Maubreuil secoua la tête.

— Refusez-vous ? demanda vivement Roux-Laborie.

— Non pas. Je songeais seulement que cent hommes, c’est difficile à trouver ; heureusement, il n’est pas besoin de cent hommes : douze suffiront. Je les trouverai peut-être dans l’armée ; mais il me faudrait alors la faculté de les faire avancer de deux ou trois grades, et de leur accorder des récompenses pécuniaires, en harmonie avec le service qu’ils auront rendu.

— Vous aurez tout ce que vous voudrez. Que nous importent dix ou douze colonels de plus ou de moins !

— C’est bien.

— Vous acceptez alors ?

— Probablement… Cependant je demande jusqu’à demain pour réfléchir.

Et Maubreuil sortit, suivi de Roux-Laborie, très-inquiet du sursis demandé. Mais Maubreuil le rassura, en prenant l’engagement de lui donner une réponse positive le lendemain.

On comprend l’hésitation de Maubreuil ; il avait été introduit dans le cabinet du prince, il s’était assis dans le fauteuil du prince, mais, au bout du compte, il n’avait pas vu le prince.

Or, quand on joue sa tête pour un autre, on aime assez à voir celui pour lequel on tient les cartes.

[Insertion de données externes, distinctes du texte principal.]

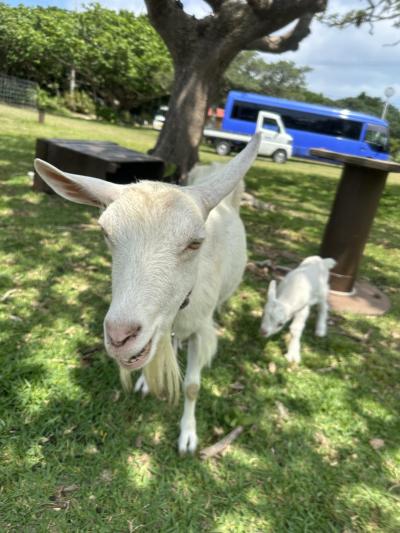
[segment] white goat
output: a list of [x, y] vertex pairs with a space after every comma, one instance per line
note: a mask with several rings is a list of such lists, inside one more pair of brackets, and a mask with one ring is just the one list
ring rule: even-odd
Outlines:
[[322, 259], [317, 255], [307, 257], [283, 278], [278, 288], [275, 280], [269, 284], [261, 335], [270, 337], [292, 320], [291, 339], [285, 356], [288, 361], [299, 363], [301, 360], [300, 338], [312, 305], [318, 304], [319, 307], [315, 334], [318, 337], [326, 335], [329, 270], [335, 264], [334, 259]]
[[179, 369], [171, 333], [188, 341], [181, 453], [197, 446], [200, 373], [217, 349], [214, 311], [237, 288], [245, 268], [238, 191], [259, 143], [256, 135], [227, 165], [183, 188], [151, 181], [116, 185], [35, 161], [58, 194], [105, 208], [99, 224], [112, 254], [112, 301], [104, 342], [125, 387], [132, 370], [142, 368], [136, 390], [159, 393], [165, 386], [174, 395]]

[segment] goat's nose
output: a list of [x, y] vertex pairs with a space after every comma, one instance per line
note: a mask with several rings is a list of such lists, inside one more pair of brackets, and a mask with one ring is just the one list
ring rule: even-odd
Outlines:
[[260, 328], [260, 335], [262, 337], [266, 337], [268, 335], [268, 331], [265, 328], [263, 328], [262, 326]]
[[115, 348], [120, 348], [129, 340], [138, 336], [142, 326], [136, 322], [129, 324], [116, 324], [106, 320], [105, 330], [110, 344]]

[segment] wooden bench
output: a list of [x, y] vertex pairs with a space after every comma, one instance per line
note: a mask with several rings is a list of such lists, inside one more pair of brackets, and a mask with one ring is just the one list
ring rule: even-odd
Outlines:
[[[132, 183], [138, 179], [161, 180], [162, 159], [108, 141], [37, 139], [36, 157], [72, 174], [93, 176], [113, 183]], [[35, 172], [33, 189], [52, 192]]]

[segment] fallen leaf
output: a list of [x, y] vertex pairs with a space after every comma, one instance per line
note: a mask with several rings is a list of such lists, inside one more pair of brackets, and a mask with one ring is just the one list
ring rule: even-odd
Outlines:
[[63, 500], [63, 501], [58, 501], [58, 502], [54, 502], [54, 503], [48, 503], [48, 504], [46, 504], [46, 507], [49, 507], [53, 511], [62, 511], [63, 509], [67, 509], [68, 510], [69, 509], [69, 504], [70, 504], [69, 500]]
[[232, 444], [232, 442], [242, 433], [242, 431], [243, 426], [238, 426], [220, 441], [216, 442], [212, 446], [209, 446], [208, 448], [203, 448], [200, 450], [200, 457], [204, 460], [217, 455], [222, 455], [230, 446], [230, 444]]
[[100, 474], [100, 479], [105, 483], [111, 483], [113, 480], [113, 473], [111, 470], [103, 470], [103, 472]]
[[325, 437], [325, 435], [320, 431], [317, 431], [315, 433], [314, 438], [321, 446], [324, 446], [325, 448], [328, 448], [330, 446], [329, 439]]
[[383, 439], [371, 439], [369, 443], [374, 450], [380, 450], [385, 446], [385, 441]]
[[213, 427], [213, 433], [216, 437], [221, 437], [221, 435], [224, 434], [224, 430], [220, 426], [214, 426]]
[[268, 364], [268, 372], [271, 374], [275, 374], [276, 372], [276, 364], [273, 361]]
[[278, 410], [278, 415], [281, 420], [288, 420], [289, 419], [289, 411], [287, 408], [283, 405], [282, 402], [275, 402], [276, 408]]
[[113, 392], [113, 395], [112, 395], [112, 401], [113, 402], [117, 402], [119, 400], [121, 396], [121, 391], [116, 389], [114, 392]]
[[244, 389], [244, 385], [243, 383], [240, 383], [240, 381], [236, 381], [236, 383], [232, 383], [232, 385], [230, 385], [230, 388], [233, 390], [241, 391]]
[[95, 455], [96, 453], [99, 453], [99, 449], [95, 444], [89, 444], [86, 446], [85, 452], [89, 455]]
[[1, 303], [5, 303], [9, 298], [10, 296], [12, 296], [15, 292], [17, 292], [18, 289], [10, 289], [8, 291], [6, 291], [3, 296], [0, 298], [0, 302]]
[[62, 492], [68, 493], [68, 492], [74, 492], [76, 490], [79, 490], [79, 485], [72, 484], [72, 485], [68, 485], [67, 487], [63, 487]]
[[136, 448], [141, 448], [141, 447], [142, 447], [142, 444], [143, 444], [143, 439], [142, 439], [142, 437], [139, 435], [138, 437], [136, 437], [135, 446], [136, 446]]
[[161, 442], [161, 431], [156, 431], [154, 433], [153, 442], [154, 442], [154, 444], [160, 444], [160, 442]]

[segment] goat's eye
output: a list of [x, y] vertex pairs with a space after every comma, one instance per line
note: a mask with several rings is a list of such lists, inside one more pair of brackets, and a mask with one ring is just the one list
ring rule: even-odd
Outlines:
[[201, 246], [202, 240], [195, 240], [186, 246], [186, 250], [198, 250]]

Le lendemain, on revient à l’hôtel.

Maubreuil accepte.

Roux-Laborie respire.

— Mais, ajoute Naubreuil, à une condition.

— Laquelle ?

— Je ne me regarde pas comme suffisamment autorisé par votre seule parole. J’ai besoin que les promesses que vous me faites soient solidement garanties. Je veux voir M. de Talleyrand lui-même, et recevoir de lui ma mission.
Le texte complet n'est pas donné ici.